Today we got two positives. I wish two positives were a good thing but when you are talking about viruses, that is not the case. Both of Hana’s adenovirus blood tests came back for positive for high levels of the virus. The way I understand it, and I could be off a bit, her initial blood test came back at 7,000 last Thursday. Then they drew a level this past Wednesday which came back 25,000 and another this past Thursday which came back at 15,000. The cardiology fellow (admittedly not an Infectious Disease Doctor) interpreted this to mean that Hana’s adenovirus got worse after the initial test and first few treatments of the Cidofovir then peaked at 25,000. Now it is on its way down which is why the latest test came back at 15,000. I hope she’s right.

This was disappointing news for us, but it makes sense because Hana’s symptoms seemed to follow the same trend. Today they started IV nutrition for Hana so that she starts to get something as her gut rests. My understanding is that GI will check in Sunday and make recommendations based on her progress. Tomorrow (Sunday) Hana will get another Cidofovir infusion. They also did another dose of IV Magnesium today. All these things started to get to me today as I worried about things tumbling out of control. It would only take one small thing to really push Hana over the edge – another contagious infection or a PICC line infection or who knows what. I think seeing Hana feeling so down and out for so long was getting to me and I wondered if that’s how parents of kids fighting cancer feel. 

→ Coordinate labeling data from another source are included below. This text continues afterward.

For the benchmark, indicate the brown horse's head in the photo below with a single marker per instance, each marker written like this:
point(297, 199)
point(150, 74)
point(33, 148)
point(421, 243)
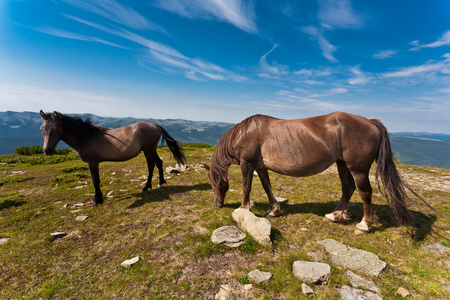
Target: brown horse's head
point(219, 183)
point(51, 130)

I was able to get out of the hospital for a bit while Paul stayed with Hana. I was too exhausted to do much or even go for a walk. But I did feel a bit better when I returned and I came back with a toy for Hana. She hasn’t wanted to play with toys for many days – she’s been watching her musical cartoons on the iPad, so I was hesitant to get anything. She’s been picking songs about food. Then she started picking videos of adults playing with toy food (it’s ridiculous, who are these people?). I normally change these videos when they come on but I was desperate so I let her watch them. Besides I wasn’t able to engage her in any of the iPad apps I had downloaded for her. So, the toy I brought back was wooden toy food. She LOVED it! For the rest of the day she would sit up for short spells and play with the toy food and play dough. She would even pretend to eat it and say, “Yummy!” I thought toy food would just make her feel worse since she can’t eat, but I guess not?

Hana seemed to perk up in the afternoon, overall. She even asked to have popsicles. We were tipped off that the Emergency Department had Pedialyte popsicles and yesterday one of the nurses went on a mission to get some for Hana. She only wanted the blue popsicles. Yesterday we found more Pedialyte popsicles at the drug store so I got some and put them in the freezer. Still today she would only touch the bright blue Pedialyte popsicles! She only eats them in very small amounts but at least it’s something. Yesterday Hana didn’t really ask to eat or drink but today she did. It’s so hard to deny her.

While I was out today, the attending cardiologist stopped by and talked with Paul. He said it is not unusual that it is taking so long for Hana to overcome the adenovirus and they usually expect two weeks of Cidofovir treatment. Then the side effect of the adenovirus is the GI problems and that can take a few weeks to resolve (although I don’t anticipate we would have Hana in the hospital the entire time). This all made me feel a little better. It will take more patience and the challenge of figuring out how best to nurture Hana through this.